My Uncle Toby has always been a busy man so when he retired at the age of 70 it was no surprise that he decided to take up a new career. What was bit of surprise was his choice of career. He announced, in between the Brussels sprouts and gravy being passed to him across the Sunday table, that starting Monday he was going to be a medical distributor. Catching the Brussels sprouts in her lap my mother asked what on earth a medical distributor did anyway and Uncle Toby explained that basically he'd be going around all the old age home in the area to show them new wheelcahirs, walking frames, bedpans and all the kinds of medical equipment that they use in old age homes.

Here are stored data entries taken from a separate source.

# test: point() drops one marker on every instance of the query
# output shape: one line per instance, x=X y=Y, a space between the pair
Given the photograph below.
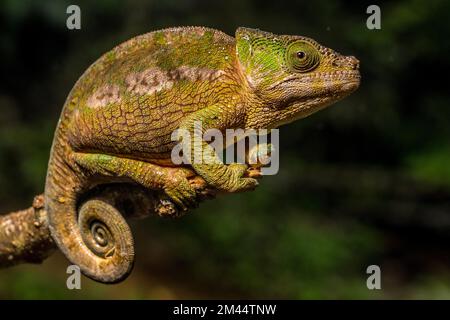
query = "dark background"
x=364 y=182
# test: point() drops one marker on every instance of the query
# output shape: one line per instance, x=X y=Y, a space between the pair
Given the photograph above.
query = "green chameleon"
x=117 y=122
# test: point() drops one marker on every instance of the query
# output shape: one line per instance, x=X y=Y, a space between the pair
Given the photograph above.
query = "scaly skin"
x=118 y=119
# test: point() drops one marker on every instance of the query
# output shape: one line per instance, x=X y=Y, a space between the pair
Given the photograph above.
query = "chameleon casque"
x=117 y=122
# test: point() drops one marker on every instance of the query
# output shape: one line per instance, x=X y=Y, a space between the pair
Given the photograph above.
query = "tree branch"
x=25 y=236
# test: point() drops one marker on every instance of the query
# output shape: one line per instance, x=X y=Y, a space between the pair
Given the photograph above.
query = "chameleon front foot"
x=107 y=235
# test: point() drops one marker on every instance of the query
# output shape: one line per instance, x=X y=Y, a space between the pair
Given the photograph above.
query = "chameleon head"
x=291 y=76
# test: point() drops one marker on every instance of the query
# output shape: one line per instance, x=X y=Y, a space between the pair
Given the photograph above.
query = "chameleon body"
x=117 y=122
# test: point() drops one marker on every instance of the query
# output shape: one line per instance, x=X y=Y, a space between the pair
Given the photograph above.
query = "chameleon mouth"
x=331 y=76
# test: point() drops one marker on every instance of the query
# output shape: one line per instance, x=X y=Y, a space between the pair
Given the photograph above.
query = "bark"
x=25 y=236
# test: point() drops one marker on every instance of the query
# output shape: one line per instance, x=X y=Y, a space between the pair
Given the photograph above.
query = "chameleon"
x=117 y=121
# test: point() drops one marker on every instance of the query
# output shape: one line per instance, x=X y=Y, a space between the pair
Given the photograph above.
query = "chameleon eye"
x=302 y=57
x=300 y=54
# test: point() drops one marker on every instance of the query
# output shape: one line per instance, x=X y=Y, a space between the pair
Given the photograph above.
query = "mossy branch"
x=25 y=235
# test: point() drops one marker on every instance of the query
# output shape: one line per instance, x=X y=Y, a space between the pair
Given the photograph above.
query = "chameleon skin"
x=117 y=122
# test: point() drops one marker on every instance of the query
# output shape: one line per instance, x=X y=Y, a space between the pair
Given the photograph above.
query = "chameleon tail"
x=92 y=234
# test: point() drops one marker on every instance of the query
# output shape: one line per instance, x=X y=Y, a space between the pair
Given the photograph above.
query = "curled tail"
x=90 y=232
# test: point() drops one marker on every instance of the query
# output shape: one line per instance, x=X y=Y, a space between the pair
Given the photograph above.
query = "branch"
x=25 y=236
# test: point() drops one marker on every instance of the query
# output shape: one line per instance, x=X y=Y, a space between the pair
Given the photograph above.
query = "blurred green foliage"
x=364 y=182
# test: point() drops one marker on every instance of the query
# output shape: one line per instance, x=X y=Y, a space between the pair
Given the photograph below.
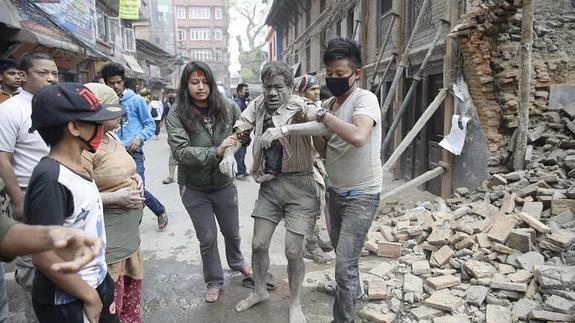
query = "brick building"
x=487 y=35
x=201 y=33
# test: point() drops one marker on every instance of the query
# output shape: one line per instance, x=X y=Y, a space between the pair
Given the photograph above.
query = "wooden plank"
x=525 y=53
x=449 y=66
x=421 y=179
x=534 y=223
x=427 y=114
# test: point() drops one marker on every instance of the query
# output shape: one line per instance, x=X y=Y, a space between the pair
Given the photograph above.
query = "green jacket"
x=195 y=150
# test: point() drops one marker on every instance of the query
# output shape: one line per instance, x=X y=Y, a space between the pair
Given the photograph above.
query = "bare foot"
x=250 y=301
x=296 y=315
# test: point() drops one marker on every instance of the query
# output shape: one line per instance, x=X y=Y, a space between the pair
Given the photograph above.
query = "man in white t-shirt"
x=20 y=150
x=351 y=124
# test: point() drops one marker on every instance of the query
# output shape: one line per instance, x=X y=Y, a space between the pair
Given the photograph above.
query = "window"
x=181 y=12
x=384 y=20
x=218 y=55
x=183 y=53
x=200 y=34
x=102 y=27
x=115 y=34
x=219 y=13
x=181 y=34
x=199 y=12
x=202 y=55
x=385 y=6
x=129 y=41
x=217 y=33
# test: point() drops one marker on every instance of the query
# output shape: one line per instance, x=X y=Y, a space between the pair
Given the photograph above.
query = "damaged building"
x=499 y=244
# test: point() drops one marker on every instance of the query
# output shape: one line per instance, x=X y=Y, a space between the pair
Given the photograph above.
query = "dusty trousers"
x=205 y=208
x=350 y=217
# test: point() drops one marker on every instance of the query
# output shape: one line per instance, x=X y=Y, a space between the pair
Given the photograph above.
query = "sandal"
x=212 y=295
x=162 y=222
x=168 y=180
x=246 y=271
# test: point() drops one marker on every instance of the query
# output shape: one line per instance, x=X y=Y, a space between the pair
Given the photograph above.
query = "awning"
x=30 y=36
x=133 y=63
x=296 y=69
x=9 y=15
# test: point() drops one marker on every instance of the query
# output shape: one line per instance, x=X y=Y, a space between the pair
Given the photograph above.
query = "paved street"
x=173 y=288
x=173 y=284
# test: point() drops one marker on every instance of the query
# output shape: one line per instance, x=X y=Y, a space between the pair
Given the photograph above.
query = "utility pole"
x=363 y=36
x=524 y=84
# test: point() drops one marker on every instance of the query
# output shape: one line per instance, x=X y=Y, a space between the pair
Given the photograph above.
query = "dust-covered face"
x=276 y=92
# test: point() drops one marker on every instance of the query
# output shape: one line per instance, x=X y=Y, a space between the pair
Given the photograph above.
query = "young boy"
x=61 y=192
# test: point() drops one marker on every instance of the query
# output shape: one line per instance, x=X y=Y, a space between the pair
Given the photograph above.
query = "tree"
x=252 y=13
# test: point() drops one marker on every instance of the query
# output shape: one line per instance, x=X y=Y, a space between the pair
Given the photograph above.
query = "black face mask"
x=338 y=85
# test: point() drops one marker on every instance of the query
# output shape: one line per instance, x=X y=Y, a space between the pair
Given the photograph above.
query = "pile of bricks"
x=502 y=253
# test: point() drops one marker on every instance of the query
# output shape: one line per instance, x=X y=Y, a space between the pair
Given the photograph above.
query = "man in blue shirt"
x=242 y=100
x=138 y=128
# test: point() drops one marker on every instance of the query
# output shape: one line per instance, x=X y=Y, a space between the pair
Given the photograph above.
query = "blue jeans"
x=3 y=297
x=151 y=201
x=350 y=217
x=240 y=156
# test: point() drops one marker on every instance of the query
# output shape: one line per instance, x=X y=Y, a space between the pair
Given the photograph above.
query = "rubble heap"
x=503 y=253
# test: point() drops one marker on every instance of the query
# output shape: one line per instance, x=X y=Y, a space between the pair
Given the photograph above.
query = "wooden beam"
x=414 y=183
x=403 y=63
x=416 y=79
x=524 y=84
x=449 y=68
x=381 y=51
x=425 y=116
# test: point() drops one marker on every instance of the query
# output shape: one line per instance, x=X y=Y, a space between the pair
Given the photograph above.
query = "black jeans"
x=204 y=209
x=350 y=219
x=74 y=312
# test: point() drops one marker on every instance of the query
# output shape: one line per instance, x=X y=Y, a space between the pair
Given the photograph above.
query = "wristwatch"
x=320 y=114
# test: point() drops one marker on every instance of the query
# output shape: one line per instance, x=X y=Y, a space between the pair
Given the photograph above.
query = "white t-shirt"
x=27 y=148
x=356 y=168
x=159 y=108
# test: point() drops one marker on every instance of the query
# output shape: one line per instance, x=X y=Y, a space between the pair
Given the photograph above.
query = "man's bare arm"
x=12 y=186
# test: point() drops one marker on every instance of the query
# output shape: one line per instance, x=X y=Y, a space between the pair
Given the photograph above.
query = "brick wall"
x=489 y=35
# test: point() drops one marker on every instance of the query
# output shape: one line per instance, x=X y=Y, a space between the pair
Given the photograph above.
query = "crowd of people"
x=73 y=177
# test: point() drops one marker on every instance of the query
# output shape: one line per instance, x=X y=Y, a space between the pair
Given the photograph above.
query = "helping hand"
x=269 y=136
x=128 y=198
x=74 y=246
x=93 y=308
x=229 y=166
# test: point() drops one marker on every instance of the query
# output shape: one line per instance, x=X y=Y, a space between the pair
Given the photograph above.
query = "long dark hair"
x=216 y=102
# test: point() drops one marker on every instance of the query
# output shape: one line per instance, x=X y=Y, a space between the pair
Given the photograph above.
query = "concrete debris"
x=502 y=253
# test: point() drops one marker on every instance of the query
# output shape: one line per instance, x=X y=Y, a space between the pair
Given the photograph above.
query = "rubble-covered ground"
x=503 y=253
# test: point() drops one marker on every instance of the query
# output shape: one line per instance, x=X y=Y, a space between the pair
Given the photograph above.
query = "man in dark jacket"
x=138 y=128
x=242 y=101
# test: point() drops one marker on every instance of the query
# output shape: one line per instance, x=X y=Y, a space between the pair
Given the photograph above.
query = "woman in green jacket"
x=200 y=128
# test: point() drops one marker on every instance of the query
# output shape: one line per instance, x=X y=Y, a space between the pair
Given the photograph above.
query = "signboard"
x=129 y=9
x=76 y=16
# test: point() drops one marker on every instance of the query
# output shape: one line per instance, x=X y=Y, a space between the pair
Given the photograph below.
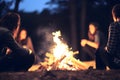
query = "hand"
x=83 y=42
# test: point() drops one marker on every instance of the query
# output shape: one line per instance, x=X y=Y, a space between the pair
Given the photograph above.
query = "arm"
x=90 y=43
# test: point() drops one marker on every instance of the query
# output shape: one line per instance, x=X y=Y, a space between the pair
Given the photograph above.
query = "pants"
x=105 y=59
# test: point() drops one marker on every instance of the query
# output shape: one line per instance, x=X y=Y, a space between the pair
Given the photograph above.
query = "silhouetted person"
x=111 y=57
x=13 y=57
x=25 y=41
x=96 y=40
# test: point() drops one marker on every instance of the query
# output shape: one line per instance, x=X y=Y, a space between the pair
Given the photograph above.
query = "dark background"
x=71 y=17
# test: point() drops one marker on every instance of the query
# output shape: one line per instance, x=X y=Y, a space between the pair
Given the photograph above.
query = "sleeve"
x=97 y=38
x=11 y=43
x=112 y=39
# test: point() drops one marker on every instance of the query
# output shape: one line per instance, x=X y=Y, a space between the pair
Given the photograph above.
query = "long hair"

We all nodded sagely and congratulated him on his new path in his life and wished him many wheelchairs sold.
Come Monday morning it was blisteringly cold and we all watched from the upstairs window as Uncle Toby, or what you could see of him under his winter coat, woolen hat, mittens and goggles (he hated the cold in his eyes did Uncle Toby), fighting with a wheelchair at the boot of his car. It must have taken him at least twenty minutes to get it folded up and into the car only for the boot to pope open again. Uncle Toby marched back into the house, with a blast of cold air behind him, slammed a door or two and muttered his way to the tool shed at the back of the house only to emerge a few minutes later with a piece of rope. He fashioned a loop of some kind that more or less kept the kept the boot closed and off he drove, Uncle Toby the medical distributor.
When he came home that night he was in fine spirits. We couldn't shut him up for a minute and it was only the lamb chops and Yorkshire pudding (they were Uncle Toby's absolute favourite) that gave us all a moment of peace. He told us some wild tales about the people in the old age home and the nurses and doctors. Said he was a lucky man indeed that his family hadn't up and dumped him in one of those places but that some of them weren’t too bad after all. He'd had a pretty good start as medical distributor as well, having sold two wheelchairs in one day. He reckoned it was the way he demonstrated them by whizzing up and down the corridors that did it, showed them off to their best advantage he said.
Uncle Toby went to bed before all of us that night, said he was exhausted from all the wheelchair antics and needed an early start in the morning. The next day he was off again, wheelchair safely in boot. It wasn't long before we heard the front door creak open though and two voices whispering in the passageway. As we poked our heads out to see what was going on we saw Uncle Toby and a little old lady with the whitest biggest hair we’ve ever seen standing a bit shyly in the doorway. Uncle Toby the medical distributor smiled at us and said "This is Flo, she didn’t want a wheelchair but she agreed to come for supper".